Blackberries, hops, pomegranates and more were highlighted at our recent Florida Ag Expo with a focus on providing alternative crops for central Florida growers. With the citrus greening issues nearly devastating Florida’s top crop in recent years, growers are looking for new cash crops to keep agriculture strong in the Sunshine State. Gulf Coast Research is taking the lead in providing growers with the research they need to determine what the next big crop will be in our area.
Dr. Shinsuke Agehara, GCREC Plant Physiologist, is heading up several research crops at Gulf Coast with positive results. Blackberries are popular, delicious and full of potential profitability. There are some blackberry varieties can be grown in Florida, mostly wild varieties. These plants do not offer the commercial selling traits as they are smaller in size, produce a low yield and mature later than northern commercial varieties that are more appealing to the market place. However, with UF’s assertive breeding program along with Dr. Agehara’s management practices, GCREC has had some success with this crop, and we are seeing great interest from growers.

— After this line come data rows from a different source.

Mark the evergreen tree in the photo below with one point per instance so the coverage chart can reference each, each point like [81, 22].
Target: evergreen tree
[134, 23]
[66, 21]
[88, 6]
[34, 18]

Another interesting crop in Dr. Agehara’s program is artichokes. Most artichokes in the U.S. are grown in California, but we have seen some success here at GCREC with this interesting crop. This fall/winter growing season will be the next test for this fledgling crop. The hot, damp summer weather in Florida tends to force open the plant buds and then the edible portions are damaged or become disease prone. So we have to shift our thought process to the fall/winter months as we do with many cash crops in our area.
One alternative crop making a lot progress in our fields are hops. We have already had one successful harvest and a local brewery produced 60 gallons of one of Florida’s first commerical brews. As our next crop of hops starts growing, we are feeling very confident in this crop becoming a viable interest for craft breweries, home brewers and growers alike.
As GCREC continues to find new alternative crops that work well in our climate, our team of researchers will take the chance to build on existing research with the sincere hope and promise for new agricultural ventures for the Florida grower. With all scientific research there will be failures along with successes. We appreciate the failures as much as the successes because positive, workable research can only be based on the ups and downs of scientific methods used by our research teams.